Negotiating with Iran on a permanent agreement to ensure that it doesn’t develop nuclear weapons is challenging enough. But the Obama administration simultaneously must deal with members of Congress who are determined to impose new economic sanctions on the Islamic Republic that could jeopardize not only the final agreement but also the interim deal reached in Geneva last month, in which Iran agreed to suspend progress on its nuclear program.
In testimony Tuesday before the House Foreign Affairs Committee, Secretary of State John F. Kerry pleaded with Congress not to legislate new sanctions during “a very delicate diplomatic moment.” He’s absolutely right. Congress played a constructive role in approving the existing sanctions that put pressure on Iran to come to the negotiating table. But new sanctions legislation, which probably could be enacted only over a presidential veto, likely would have the opposite effect.
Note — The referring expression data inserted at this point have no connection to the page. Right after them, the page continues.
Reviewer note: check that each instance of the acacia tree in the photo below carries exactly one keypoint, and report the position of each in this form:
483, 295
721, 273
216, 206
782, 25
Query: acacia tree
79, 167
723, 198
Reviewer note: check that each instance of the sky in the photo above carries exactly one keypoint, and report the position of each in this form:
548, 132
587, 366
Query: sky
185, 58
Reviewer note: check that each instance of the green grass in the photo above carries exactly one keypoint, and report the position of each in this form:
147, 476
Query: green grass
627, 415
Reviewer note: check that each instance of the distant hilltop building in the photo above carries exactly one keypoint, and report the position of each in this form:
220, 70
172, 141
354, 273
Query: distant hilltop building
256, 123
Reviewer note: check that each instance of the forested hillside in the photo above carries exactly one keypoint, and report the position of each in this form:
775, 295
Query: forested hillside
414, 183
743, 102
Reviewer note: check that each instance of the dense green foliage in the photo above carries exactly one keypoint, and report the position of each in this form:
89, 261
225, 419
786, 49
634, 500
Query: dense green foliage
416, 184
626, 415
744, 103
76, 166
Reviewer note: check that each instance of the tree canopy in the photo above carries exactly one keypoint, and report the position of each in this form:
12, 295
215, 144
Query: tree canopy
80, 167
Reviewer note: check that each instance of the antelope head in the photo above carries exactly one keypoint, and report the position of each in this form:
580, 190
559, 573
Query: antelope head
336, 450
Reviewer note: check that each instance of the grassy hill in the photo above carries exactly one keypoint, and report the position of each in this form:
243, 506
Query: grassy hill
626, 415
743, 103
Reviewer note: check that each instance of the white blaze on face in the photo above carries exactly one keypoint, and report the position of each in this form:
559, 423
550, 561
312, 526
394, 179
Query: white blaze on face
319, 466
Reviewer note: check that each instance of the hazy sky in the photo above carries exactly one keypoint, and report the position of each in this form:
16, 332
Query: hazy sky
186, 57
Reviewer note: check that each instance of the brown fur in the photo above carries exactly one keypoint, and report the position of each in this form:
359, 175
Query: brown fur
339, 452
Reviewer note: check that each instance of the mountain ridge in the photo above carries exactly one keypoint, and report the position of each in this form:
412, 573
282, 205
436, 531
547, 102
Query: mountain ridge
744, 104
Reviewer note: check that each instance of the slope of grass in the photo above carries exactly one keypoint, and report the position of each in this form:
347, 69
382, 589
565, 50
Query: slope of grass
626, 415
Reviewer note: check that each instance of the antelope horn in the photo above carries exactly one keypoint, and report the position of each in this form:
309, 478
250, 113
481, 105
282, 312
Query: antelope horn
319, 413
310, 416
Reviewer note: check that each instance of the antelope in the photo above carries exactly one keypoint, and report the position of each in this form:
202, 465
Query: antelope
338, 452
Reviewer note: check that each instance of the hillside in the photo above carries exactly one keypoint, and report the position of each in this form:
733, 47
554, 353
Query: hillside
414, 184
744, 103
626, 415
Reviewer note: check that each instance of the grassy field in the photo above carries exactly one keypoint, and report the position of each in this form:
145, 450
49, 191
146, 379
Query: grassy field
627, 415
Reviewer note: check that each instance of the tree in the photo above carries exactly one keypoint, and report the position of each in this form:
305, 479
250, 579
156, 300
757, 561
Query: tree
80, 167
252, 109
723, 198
Even when Congress appropriately asserts a role in foreign policy, complaints will be heard from the executive branch about “535 secretaries of State.” But in this situation that criticism is apt. It is Kerry (along with diplomats from other nations) who has been negotiating with the Iranians and has a superior reading of Iranian intentions. Congress should defer to his conclusion that the approval of new sanctions now, even if they were timed to take effect after the six-month period covered by the interim agreement, would derail the talks.
The interim agreement says that the Obama administration, “acting consistent with the respective roles of the president and the Congress, will refrain from imposing new nuclear-related sanctions.” That language could be read to say that the agreement could survive even if sanctions were enacted over a presidential veto. But there is no reason for Congress to test that hypothesis. (Iran’s foreign minister says that if new sanctions are imposed, “the entire deal is dead.”)
Some supporters of sanctions no doubt believe that inflicting further economic pain on Iran will make it more inclined to compromise. Others, however, would be happy if no deal were concluded, because they believe the best and only way to ensure that Iran doesn’t develop a nuclear weapon is through military action or regime change. The U.S. and its partners shouldn’t be willing to accept a deal that falls short of depriving Iran of a nuclear weapon. But as President Obama rightly put it when he announced the interim agreement, “I have a profound responsibility to try to resolve our differences peacefully, rather than rush toward conflict.” Congress should allow him and Kerry to get on with that job.